Mining companies can further combat inflating costs by shifting to unmanned vehicle technologies. Recent numbers released by global mining major Rio Tinto suggest that vehicle automation technologies outperform manned fleets by an average of 12% and can save as much as 500 man-hours per year per vehicle by eliminating downtime for shift changes, breaks, and absenteeism. In addition, automation improves safety and enhances the ability to operate equipment at OEM recommended parameters thus facilitating predictable maintenance schedules and decreasing unscheduled maintenance. Remote operators can control more than one vehicle allowing mines to benefit from economies of scale in their labor force.

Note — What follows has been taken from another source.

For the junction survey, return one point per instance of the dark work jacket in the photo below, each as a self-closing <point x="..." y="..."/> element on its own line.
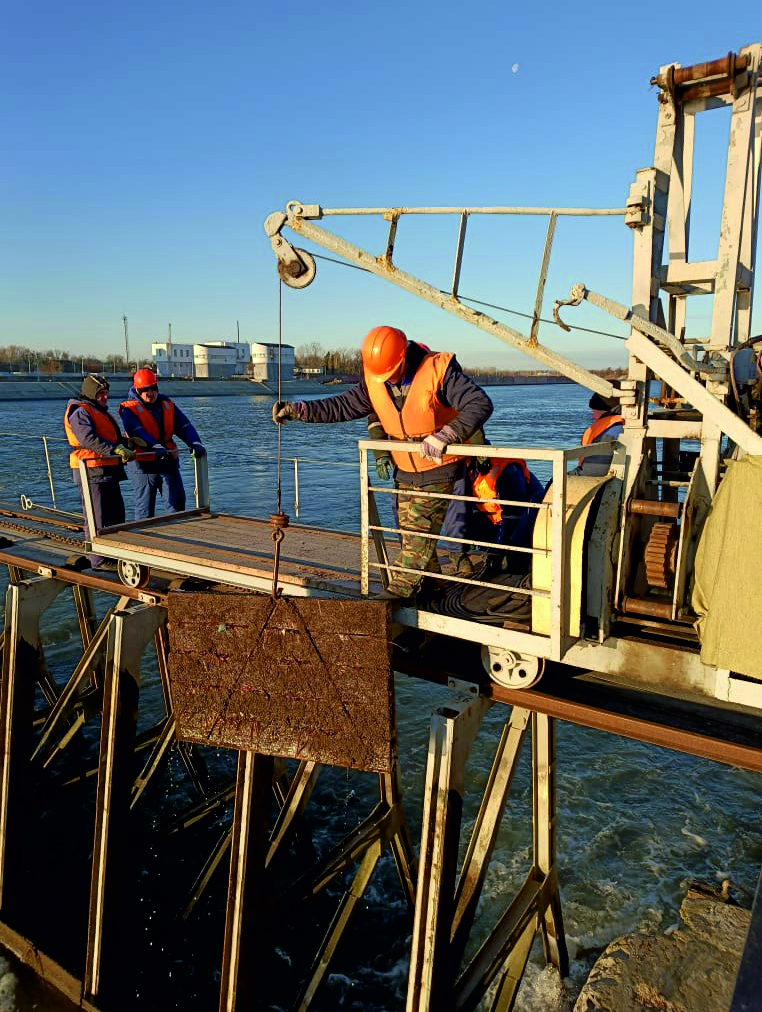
<point x="457" y="391"/>
<point x="183" y="428"/>
<point x="84" y="430"/>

While Holland suggests a closer relationship with technology and vehicle OEMs that provide automation, mining companies may find this course expensive and restrictive. Closer relationships may involve replacing existing equipment with automation-enabled equipment or signing restrictive single-source fleet contracts.
Third-party automation companies may be the most affordable and least restrictive option. Third-party companies, like ASI, provide aftermarket automation technologies that retrofit to existing equipment, allowing miners to automate their existing fleet, integrate with existing software and infrastructure, and maintain their flexibility to purchase and automate the right vehicle regardless of the manufacturer.